Women Wearing Pink Slips

Ever since Muriel Siebert became the first female to buy a seat on the New York Stock Exchange in 1967, Wall Street has been closely scrutinized for its treatment of women.

For the most part, men have continued to dominate the top ranks of most major investment and commercial banks. A flurry of high profile female firings last year -- Zoe Cruz from Morgan Stanley, Sallie Krawcheck at Citi and Erin Callan from Lehman Brothers -- put the spotlight again on the old boys club of Wall Street.

And now, the greatest retrenchment by the banking sector since the Great Depression is again producing some uncomfortable facts and figures about the placement of women in finance.

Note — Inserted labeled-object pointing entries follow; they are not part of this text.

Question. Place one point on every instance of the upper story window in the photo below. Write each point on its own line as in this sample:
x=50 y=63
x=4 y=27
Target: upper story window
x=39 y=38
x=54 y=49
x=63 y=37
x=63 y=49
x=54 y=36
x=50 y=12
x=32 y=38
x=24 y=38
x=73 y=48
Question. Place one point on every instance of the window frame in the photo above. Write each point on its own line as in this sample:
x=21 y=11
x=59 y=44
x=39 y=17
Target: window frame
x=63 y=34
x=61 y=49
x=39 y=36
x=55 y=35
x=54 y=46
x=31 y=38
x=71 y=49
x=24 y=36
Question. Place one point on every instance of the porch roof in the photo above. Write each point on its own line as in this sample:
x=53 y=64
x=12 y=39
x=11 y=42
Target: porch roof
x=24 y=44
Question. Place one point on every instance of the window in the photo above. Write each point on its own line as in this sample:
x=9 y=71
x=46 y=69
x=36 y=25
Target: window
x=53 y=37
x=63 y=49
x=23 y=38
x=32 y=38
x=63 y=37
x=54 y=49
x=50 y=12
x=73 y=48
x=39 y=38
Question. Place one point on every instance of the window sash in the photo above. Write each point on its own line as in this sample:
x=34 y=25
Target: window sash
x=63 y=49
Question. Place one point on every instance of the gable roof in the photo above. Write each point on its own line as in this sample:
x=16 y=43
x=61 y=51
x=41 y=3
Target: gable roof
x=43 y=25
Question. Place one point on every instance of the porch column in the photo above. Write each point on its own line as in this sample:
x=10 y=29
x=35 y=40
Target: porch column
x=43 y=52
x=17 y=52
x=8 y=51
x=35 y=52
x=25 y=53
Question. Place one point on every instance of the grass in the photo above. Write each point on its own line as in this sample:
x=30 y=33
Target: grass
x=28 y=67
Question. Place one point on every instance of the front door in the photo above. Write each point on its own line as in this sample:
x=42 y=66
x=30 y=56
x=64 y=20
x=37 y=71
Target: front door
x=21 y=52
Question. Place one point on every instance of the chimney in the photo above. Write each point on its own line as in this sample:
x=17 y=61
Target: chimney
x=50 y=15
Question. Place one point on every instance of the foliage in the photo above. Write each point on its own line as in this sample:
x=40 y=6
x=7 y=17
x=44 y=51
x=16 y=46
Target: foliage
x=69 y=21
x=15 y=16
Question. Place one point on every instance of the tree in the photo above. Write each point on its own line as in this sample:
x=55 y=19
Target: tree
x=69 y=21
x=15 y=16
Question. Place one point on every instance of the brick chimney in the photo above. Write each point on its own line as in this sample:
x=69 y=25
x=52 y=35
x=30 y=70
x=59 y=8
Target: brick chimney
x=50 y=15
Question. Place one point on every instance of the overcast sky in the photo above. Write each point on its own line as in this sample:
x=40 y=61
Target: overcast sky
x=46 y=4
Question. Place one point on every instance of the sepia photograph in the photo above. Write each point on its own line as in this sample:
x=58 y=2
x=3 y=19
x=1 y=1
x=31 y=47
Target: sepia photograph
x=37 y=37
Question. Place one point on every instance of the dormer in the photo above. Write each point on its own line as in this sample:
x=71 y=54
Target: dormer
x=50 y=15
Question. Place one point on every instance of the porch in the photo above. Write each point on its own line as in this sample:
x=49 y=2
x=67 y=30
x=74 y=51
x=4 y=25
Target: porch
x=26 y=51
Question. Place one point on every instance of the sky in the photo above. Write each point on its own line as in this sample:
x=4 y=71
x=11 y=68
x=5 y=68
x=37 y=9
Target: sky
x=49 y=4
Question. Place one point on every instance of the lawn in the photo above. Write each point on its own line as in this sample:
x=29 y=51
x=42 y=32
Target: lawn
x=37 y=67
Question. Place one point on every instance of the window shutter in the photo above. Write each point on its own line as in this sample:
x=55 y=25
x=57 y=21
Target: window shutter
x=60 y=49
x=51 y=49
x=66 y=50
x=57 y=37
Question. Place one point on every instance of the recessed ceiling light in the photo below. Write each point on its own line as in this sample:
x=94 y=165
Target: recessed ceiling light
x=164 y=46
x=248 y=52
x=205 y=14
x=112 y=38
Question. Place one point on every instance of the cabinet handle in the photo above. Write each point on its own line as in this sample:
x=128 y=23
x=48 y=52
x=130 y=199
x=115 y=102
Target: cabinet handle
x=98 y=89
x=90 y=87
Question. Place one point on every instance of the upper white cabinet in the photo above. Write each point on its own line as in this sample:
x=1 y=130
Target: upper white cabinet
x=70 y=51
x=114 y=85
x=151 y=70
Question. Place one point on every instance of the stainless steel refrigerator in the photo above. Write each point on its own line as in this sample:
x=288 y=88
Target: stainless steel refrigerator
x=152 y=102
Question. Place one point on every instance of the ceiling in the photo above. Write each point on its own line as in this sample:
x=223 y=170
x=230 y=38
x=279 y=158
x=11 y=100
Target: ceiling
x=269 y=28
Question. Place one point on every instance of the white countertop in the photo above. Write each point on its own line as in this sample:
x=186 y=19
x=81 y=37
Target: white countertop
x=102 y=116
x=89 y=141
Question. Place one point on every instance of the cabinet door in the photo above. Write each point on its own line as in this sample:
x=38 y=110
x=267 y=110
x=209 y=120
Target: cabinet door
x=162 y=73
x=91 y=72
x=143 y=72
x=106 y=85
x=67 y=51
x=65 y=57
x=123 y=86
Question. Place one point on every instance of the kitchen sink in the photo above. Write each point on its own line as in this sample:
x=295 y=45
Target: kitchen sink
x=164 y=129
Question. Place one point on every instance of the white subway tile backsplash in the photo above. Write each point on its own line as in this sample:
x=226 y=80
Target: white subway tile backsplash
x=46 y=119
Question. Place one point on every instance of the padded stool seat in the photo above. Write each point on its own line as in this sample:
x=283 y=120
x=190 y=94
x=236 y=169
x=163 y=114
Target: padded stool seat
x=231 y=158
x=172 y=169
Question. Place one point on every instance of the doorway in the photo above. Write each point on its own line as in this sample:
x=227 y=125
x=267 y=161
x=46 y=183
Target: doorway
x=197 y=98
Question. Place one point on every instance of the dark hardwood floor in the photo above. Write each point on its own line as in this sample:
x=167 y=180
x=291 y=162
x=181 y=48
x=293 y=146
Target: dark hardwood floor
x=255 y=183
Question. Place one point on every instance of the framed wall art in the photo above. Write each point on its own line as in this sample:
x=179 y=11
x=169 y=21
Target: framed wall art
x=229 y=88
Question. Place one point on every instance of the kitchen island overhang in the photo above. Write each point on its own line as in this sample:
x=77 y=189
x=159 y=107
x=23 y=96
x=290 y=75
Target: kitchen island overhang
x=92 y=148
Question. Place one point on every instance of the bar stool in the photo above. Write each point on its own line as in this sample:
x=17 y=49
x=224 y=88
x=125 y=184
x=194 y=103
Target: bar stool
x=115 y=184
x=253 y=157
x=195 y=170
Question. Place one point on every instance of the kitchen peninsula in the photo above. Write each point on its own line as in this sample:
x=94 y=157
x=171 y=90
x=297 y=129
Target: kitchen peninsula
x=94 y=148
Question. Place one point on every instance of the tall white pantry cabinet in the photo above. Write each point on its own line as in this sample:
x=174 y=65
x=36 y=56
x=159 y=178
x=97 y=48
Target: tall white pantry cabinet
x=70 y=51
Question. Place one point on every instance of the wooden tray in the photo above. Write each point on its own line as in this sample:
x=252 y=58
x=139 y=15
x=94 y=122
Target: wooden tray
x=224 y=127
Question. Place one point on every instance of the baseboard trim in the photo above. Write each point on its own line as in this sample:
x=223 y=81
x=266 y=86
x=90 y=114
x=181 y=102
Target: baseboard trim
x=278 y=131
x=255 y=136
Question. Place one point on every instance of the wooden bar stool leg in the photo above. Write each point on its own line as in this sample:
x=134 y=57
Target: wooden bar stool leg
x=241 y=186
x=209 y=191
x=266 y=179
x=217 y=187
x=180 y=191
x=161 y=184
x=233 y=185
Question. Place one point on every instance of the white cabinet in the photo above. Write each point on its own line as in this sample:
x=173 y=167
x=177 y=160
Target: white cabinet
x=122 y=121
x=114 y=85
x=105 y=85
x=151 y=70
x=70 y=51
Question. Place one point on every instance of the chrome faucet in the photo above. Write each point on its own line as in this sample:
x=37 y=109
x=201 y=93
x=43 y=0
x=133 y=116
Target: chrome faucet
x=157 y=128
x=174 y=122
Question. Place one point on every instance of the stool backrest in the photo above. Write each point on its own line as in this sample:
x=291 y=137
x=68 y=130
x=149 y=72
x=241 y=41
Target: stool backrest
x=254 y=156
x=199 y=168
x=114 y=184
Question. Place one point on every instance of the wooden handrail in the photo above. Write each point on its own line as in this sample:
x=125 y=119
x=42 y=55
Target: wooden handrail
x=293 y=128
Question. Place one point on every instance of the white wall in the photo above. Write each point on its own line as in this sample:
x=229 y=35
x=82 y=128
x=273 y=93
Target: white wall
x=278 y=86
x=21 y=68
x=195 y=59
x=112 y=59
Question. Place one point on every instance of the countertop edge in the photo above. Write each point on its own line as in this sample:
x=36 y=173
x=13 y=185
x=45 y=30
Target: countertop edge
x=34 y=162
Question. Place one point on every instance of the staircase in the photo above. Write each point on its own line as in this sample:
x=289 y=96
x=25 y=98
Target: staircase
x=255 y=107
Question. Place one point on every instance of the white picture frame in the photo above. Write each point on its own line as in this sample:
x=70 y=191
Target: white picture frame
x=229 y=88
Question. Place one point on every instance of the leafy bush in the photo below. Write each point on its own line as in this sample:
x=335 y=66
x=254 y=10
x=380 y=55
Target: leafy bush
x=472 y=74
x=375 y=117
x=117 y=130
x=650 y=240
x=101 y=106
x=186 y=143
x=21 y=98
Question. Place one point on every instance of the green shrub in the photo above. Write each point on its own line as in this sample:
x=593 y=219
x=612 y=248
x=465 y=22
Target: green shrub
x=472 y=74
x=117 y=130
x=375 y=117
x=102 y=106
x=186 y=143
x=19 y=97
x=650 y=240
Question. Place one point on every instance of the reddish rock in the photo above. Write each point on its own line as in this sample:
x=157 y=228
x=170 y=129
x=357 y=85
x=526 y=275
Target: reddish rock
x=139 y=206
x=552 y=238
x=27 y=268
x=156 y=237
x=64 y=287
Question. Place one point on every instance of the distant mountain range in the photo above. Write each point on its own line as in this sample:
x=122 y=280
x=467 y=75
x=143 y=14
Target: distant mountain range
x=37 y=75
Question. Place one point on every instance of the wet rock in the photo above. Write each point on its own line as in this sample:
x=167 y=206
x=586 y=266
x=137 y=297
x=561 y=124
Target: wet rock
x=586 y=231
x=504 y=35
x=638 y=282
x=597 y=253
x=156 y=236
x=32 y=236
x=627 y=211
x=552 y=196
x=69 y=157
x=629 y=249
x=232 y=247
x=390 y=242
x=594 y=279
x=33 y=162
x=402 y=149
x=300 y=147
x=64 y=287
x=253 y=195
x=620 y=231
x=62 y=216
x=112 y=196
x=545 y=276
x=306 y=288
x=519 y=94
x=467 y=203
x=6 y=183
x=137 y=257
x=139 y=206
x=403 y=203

Although the recession is proving to be much harder on male employment overall, there is evidence that women are bearing the brunt of the job losses in the finance sector.

According to an article in Forbes, women have recently brought claims against several banks including Citigroup, Merrill Lynch, and Bank of America for being unfairly fired in the downsizing. It's even gotten a new term coined for it: recessionary discrimination.

Discrimination suits have been historically difficult to win in court but class action groups often get settled before making it that far.

Whether or not there is merit for the claims, the numbers that Forbes calculates tell an ugly story:

In the worst financial crash since the Depression, financial services and insurance firms have cut 260,000 jobs. Seventy-two percent of the missing workers laid off have been women, even though they constituted 64% of employment before the crash began....In the two years since December 2006, when employment in the sector hit a peak for the past decade, female employment has fallen 4.7% to 3.8 million, while male employment has dropped 3.2% to 2.1 million, according to the government's Current Employment Statistics survey.

But if women constitute 64 percent of the employment at these firms but a much smaller percentage of its higher ranks, it would appear that many of the layoffs are coming out of the support staff, which is typically skewed heavily female.

Even so, the numbers are unsettling. The banking sector clearly needs to return to its roots in how it chooses to make money, but that shouldn't include a return to 1967 for the female workforce.